Essay
Éther
Dictionnaire d'histoire et philosophie des sciences,
sous la direction de Dominique Lecourt, Paris :
Presses Universitaires de France, 1999, 381-384.
Scott Walter
Les éthers qu'on rencontre dans l'histoire de la physique sont des
substances subtiles distinctes de la matière, servant à fournir ou à
transmettre des effets entre les corps. L'air, par exemple, transmet
des ondes sonores mais n'est pas un éther, parce qu'il n'est pas
subtil. Les particules de lumière, quant à elles, sont subtiles mais
ne constituent pas un milieu de transmission.
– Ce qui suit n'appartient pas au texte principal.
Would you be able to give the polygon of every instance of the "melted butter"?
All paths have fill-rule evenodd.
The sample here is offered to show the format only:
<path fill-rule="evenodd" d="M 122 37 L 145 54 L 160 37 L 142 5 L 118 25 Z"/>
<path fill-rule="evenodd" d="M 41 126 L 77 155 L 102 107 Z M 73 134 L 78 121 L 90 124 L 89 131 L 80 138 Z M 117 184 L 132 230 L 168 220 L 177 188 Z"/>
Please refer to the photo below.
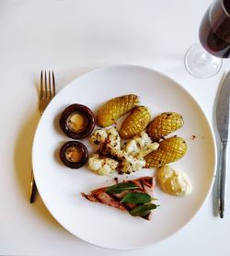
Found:
<path fill-rule="evenodd" d="M 160 168 L 157 178 L 162 190 L 169 194 L 184 196 L 192 191 L 189 177 L 183 171 L 175 170 L 169 166 Z"/>
<path fill-rule="evenodd" d="M 80 112 L 74 112 L 68 118 L 68 127 L 73 132 L 81 132 L 86 125 L 86 119 Z"/>
<path fill-rule="evenodd" d="M 65 151 L 65 157 L 68 161 L 73 163 L 80 162 L 82 159 L 82 151 L 75 146 L 70 146 Z"/>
Au dix-septième siècle, la nature de la lumière était sujette à des
spéculations théoriques. René Descartes (1596-1650) y voyait une
pression transmise instantanément à travers un milieu composé de
minuscules `globules' transparents. Les orbites planétaires étaient
dues aux tourbillons d'éther, ou à ce qu'il appelait la « matière
subtile », qui comprenait les globules transparents. Robert Hooke
(1635-1703) décrivit la lumière comme une pulsation sphérique produite
par un corps lumineux, et se propageant à travers un milieu homogène
avec une vitesse finie. La réfraction de la lumière, selon Hooke,
dépendait de la densité relative des corps transparents traversés. En
démontrant que les phénomènes optiques de réfraction et de réflexion
interne s'expliquent par un changement de vitesse de propagation dans
le corps réfractant, Christiaan Huyghens (1629-1695) améliora la
notion de lumière en tant que vibration d'un milieu. Selon lui, ce
changement était dû à l'interaction entre l'éther et les particules
des corps transparents. A la même époque, Isaac Newton (1642-1727)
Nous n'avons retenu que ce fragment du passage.